Também no campo amoroso, Lila se converte em modelo para Lenu: “Exibiam gentileza e cortesia diante de todos, como se fossem John e Jacqueline Kennedy em visita a um bairro de miseráveis. Quando saíam juntos a passeio, ele lhe envolvendo os ombros com o braço, parecia que nenhuma das velhas regras estava valendo para eles: riam, brincavam, se abraçavam e se beijavam na boca. Eu os via disparando no conversível, sozinhos, inclusive à noite, sempre vestidos como atores de cinema”.

O que sobra para Elena? O desejo de auto afirmar-se, de ser ela mesma? “Estava secretamente convencida de que eu só existiria de fato a partir do momento em que minha assinatura aparecesse impressa, Elena Greco, e vivia esperando aquele dia”. A cultura adquirida, parece que não lhe é suficiente. Será cultura -algo que serve para se posicionar no mundo, e ajudar também os outros- ou apenas erudição, algo para alimentar o ego? Pergunta que sempre me faço quando contemplo inquietudes intelectuais…..

Anota Ferrante novamente nos créditos de Lenu: “Mas seguia cotidianamente, já há seis anos, um percurso que eles ignoravam por completo, e que eu, ao contrário, trilhava de modo tão brilhante que chegava a ser a melhor. Com eles eu não podia usar nada daquilo que aprendia diariamente, tinha que me conter, de alguma maneira me auto degradar. O que eu era na escola, ali era obrigada a colocá-lo entre parêntesis ou a usá-lo à traição, para intimidá-los (…) Tinha necessidade – para não correr de volta a Antonio e lhe dizer em lágrimas: sim, você tem razão, não sei o que eu sou e o que realmente quero, te uso e depois te jogo fora, mas não é culpa minha, me sinto dividida em duas metades, me perdoe – que Nino me arrastasse de modo exclusivo para dentro das coisas que ele conhecia, para dentro de suas capacidades, que me reconhecesse como sua igual”.
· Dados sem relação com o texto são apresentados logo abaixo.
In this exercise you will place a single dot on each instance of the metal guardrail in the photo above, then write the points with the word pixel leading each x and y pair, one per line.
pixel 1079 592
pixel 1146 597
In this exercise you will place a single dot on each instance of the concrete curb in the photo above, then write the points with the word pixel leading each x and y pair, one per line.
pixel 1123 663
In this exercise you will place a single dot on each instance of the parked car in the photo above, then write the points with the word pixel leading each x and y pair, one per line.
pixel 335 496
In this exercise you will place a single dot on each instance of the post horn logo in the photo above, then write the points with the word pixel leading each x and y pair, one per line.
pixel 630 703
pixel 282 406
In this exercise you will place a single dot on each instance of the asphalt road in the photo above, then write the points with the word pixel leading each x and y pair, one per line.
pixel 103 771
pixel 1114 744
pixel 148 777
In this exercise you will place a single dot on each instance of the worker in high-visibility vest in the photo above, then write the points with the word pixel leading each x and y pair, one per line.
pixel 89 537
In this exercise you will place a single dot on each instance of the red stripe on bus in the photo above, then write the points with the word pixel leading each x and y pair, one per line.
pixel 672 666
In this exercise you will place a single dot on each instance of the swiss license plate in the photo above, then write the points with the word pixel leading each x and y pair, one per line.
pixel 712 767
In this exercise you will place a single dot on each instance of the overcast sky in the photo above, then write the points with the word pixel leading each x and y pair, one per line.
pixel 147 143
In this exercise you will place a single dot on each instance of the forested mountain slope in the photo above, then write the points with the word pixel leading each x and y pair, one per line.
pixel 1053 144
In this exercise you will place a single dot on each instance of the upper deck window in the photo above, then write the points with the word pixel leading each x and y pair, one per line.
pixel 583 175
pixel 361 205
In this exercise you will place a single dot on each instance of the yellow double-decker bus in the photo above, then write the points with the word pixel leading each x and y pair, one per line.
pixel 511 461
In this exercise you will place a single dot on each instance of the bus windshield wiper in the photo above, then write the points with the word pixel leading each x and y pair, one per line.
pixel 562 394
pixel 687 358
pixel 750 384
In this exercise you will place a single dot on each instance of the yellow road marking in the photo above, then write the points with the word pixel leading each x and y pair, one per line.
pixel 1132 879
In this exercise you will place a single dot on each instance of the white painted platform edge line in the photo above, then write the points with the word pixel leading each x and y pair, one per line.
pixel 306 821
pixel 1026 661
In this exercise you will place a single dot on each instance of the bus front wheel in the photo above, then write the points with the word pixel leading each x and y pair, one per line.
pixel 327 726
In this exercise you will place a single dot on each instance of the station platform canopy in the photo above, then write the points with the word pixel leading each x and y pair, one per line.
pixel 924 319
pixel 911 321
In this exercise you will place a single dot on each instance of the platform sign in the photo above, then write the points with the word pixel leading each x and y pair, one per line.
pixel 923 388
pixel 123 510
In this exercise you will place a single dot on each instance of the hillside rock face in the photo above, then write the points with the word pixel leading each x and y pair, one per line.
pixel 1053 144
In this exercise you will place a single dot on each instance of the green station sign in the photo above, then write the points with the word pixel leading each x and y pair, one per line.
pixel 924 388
Acaba o romance, e sabemos que outros três darão continuidade à série Napolitana. Copio o que anotei na minha pesquisa, a modo de conclusão: “Mais que um romance sobre a intensidade e complexa dinâmica da amizade feminina, Ferrante aborda as mudanças na Itália no pós-guerra e as transformações pelas quais as vidas das mulheres passaram durante a segunda metade do século XX. Sua prosa clara e fluída evoca o sentimento de descoberta que povoa a infância e cria uma tensão que captura o leitor”. E neste ponto, lido o livro, não posso concordar plenamente. A prosa é sem dúvida magnífica, mesmo na tradução que usei. A mudança das mulheres me parece uma visão excessivamente global quando, insisto, o que destaca é mesmo a complexidade dessa amizade, saturada de comparações, talvez uma ponta de inveja, desafios contínuos. Quer dizer, um olhar excessivo para o próprio umbigo; ou melhor, para o umbigo da outra, e ver se o nosso atinge esse padrão de qualidade. Tem continuação, sim. Mas por ora, vou dar um tempo antes de tornar-me “seguidor” de Ferrante e das complexidades que relata. Com força e estilo na escrita, mas com um narcisismo que me incomoda. Como a figura de Lila sobre Lenu. Um ônus que impede crescer com liberdade.